We all ask the question then spend a lifetime looking for the answer.
“Why am I here? What is my purpose?”
Like the rest of humanity I don’t have a ready answer. Then I got to thinking, if I did know would that diminish the experience of life?
Last evening I had a really good run with my group. Interesting note is that I think I am now seen as being somewhat frail. Deborah, who is the pace leader for the walk/run group told me we would be doing 1 1/2_3. 1/2 (which means walk for 1 1/2 minutes, run for 3 1/2 minutes). She asked if this was okay or was it perhaps too much. I smiled and told her that would be just fine.
I do appreciate the thought and consideration. I have rolled back the intensity of my workouts and my runs because I feel it is best not to exhaust my system. I need to conserve my energy yet I also know that by working out and running I am generating energy. The trick right now is finding the balance that allows the body to remain strong in its fight yet challenge it to a certain degree.
In the logistics of the universe I am but a little nano spec of cosmic dust, a micro-molecule of energy. Yet I do have a purpose. All life does. Perhaps the purpose is simply the journey itself. Could it be that simple?
I like what Chris Hatfield said upon returning to Earth after spending five months on the international space station. In a nutshell he said he went up as a proud Canadian and came back as a human being. This excited me because I have been turned on to the notion that we need to look past race, colour and creed.
We are all humans first and foremost. I know that there have been atrocities done to many cultures. We can’t change what occurred in the past but hopefully we can all learn from it. So far that hasn’t happened but I am hopeful. Still, at some point we need to let the past go and move on from there. It is a delicate issue.

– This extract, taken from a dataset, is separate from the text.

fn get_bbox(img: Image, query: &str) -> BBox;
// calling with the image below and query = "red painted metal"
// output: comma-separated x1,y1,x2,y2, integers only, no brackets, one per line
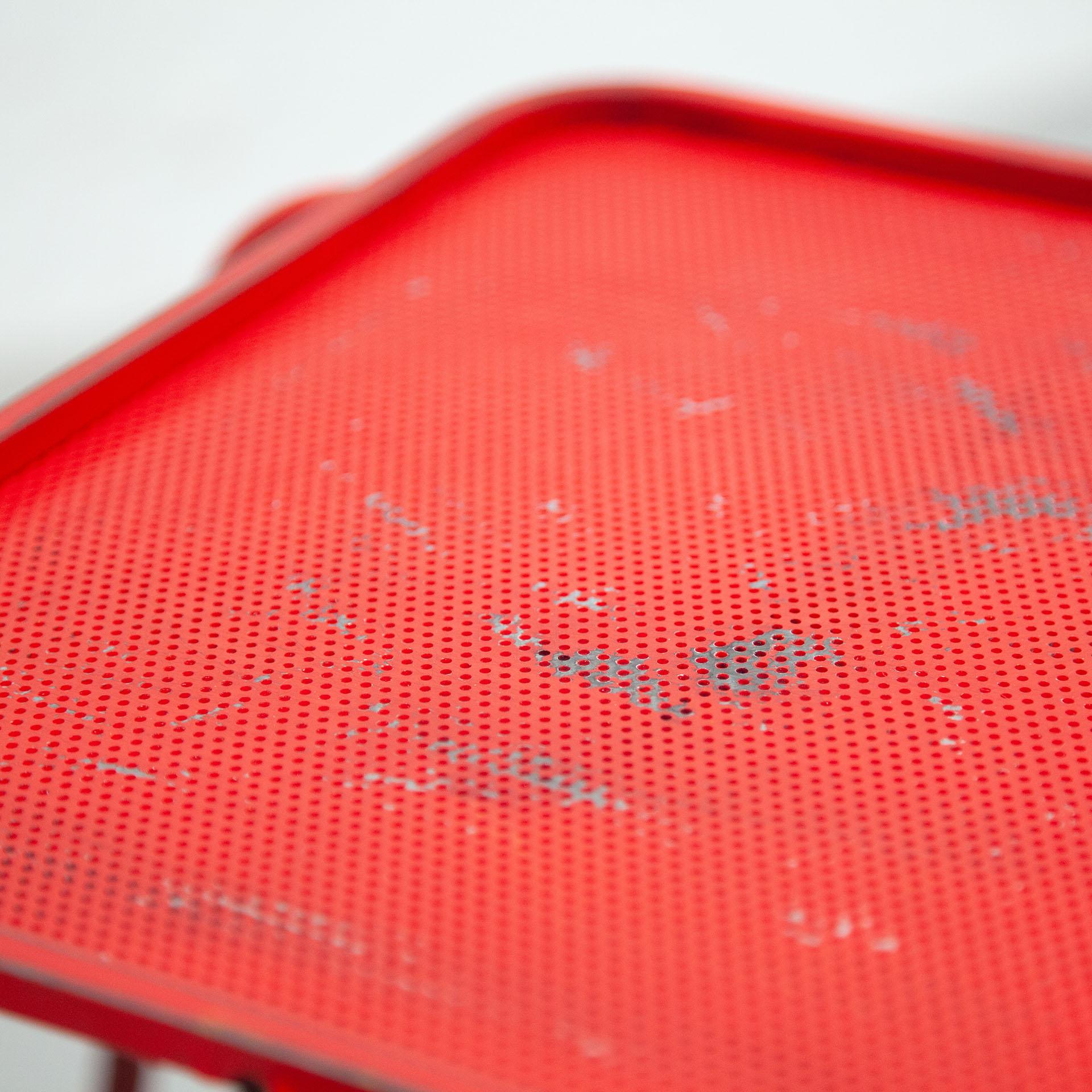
0,89,1092,1092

Once again I wonder, why I am here. Can I make a difference in this world, however small? Can I send all the love I feel within out to the universe with the hopes that it will perhaps sway the pendulum a bit more in our favour. We are remarkable beings. Complex and confounding at times. Quite dramatic little pieces of cosmic dust if you think about it. Capable of so much.
I have heard the statement that we only use 10% of our brain’s capacity. That is just part of it though. I don’t think we use several of our functions to full capacity. Do we love 100%? Do we embrace each day fully? Do we seek knowledge daily?
Is that the point of this life? To take the vessel we house and use it as it was meant to be, as it was designed for?
Kind of like living in a house where you have all the furniture covered in plastic. Can’t really use it now can you?
I hope at the end of this life I can look back and know that I made a difference somewhere. When I become a fading shadow absorbed by the universe around me let me have used this vessel of mine to its capacity.
Enjoy your day and thanks for stopping by.